General Terms + Elections structure: For frequently-negotiated standard forms, consider separating the standard terms from the frequently-negotiated economic and legal terms, and having the customer agreement as a termsheet style “Elections” document.[4] This has a number of practical advantages when the document is in use:

  • It is simple to see a given customer’s deviations from the standard, because they are listed in the Elections document. There is no ploughing through a 60 page scanned .pdf from 2002 wondering what the standard was, and what bits of it were amended.
  • It discourages deviations from the standard form, since it is a hassle to transcribe them, whereas it is easy and (de rigueur amongst a certain breed of lawyer) to make minor and formalistic comments inline in an integrated long-form agreement. We call this “throat-clearing”.
  • It enables systemic/automated monitoring of bespoke terms because they are set out in a “database” format in a separate document. Where data suggests the same amendment is being made regularly, this enables periodic updates to the underlying standard form to incorporate the amendment, thus again standardising the document and further discouraging deviations.

Note that it is KEY to the success of this strategy that you vigorously — and regularly — simplify, mark-to-market the standard terms. If they are not reasonable, and not very close to your walkaway points, you are asking for a lot of pointless negotiation that will pollute the quality of your client document portfolio. It is like going to the gym: YOU HAVE TO WORK AT IT.
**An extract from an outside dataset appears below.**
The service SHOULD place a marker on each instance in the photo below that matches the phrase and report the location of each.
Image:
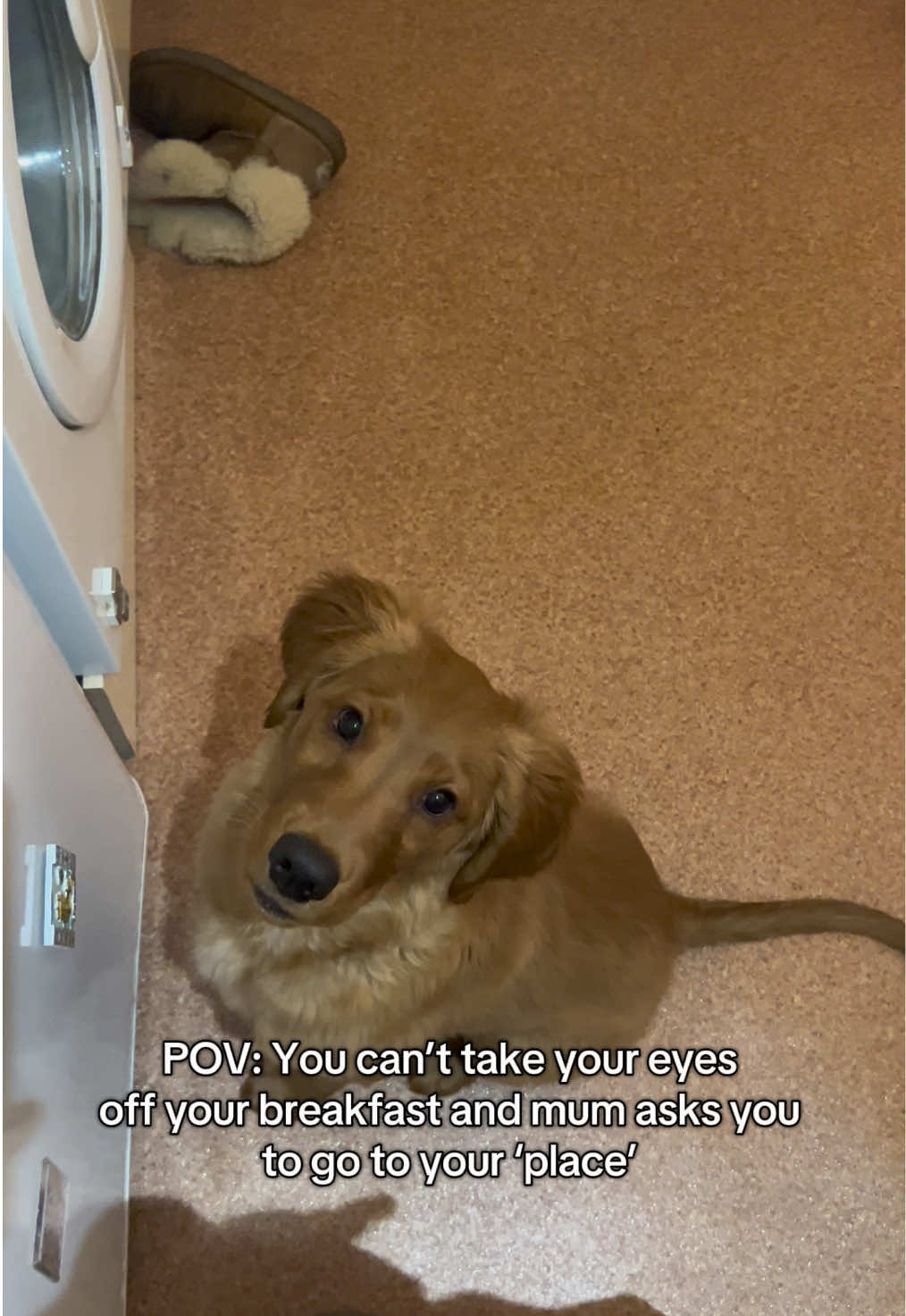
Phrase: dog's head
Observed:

OK — we haven’t even started changing the text yet.  That comes next.

See also

References

  1. Oh you do, do you? Well, see here.
  2. OK this is not necessarily true, but you should not need to.
  3. there is an objection to “we” as it introduces an ambiguity, in that it may mean “the people on our side of the table” and it may mean “you and me collectively”. This is a stuffy, formalistic objection which does not take account of context. We manage to be understood in normal conversation, after all.
  4. For a good example of a “general terms” approach, see UBS’s [www.ubs.com/gfsterms GFS Suite]).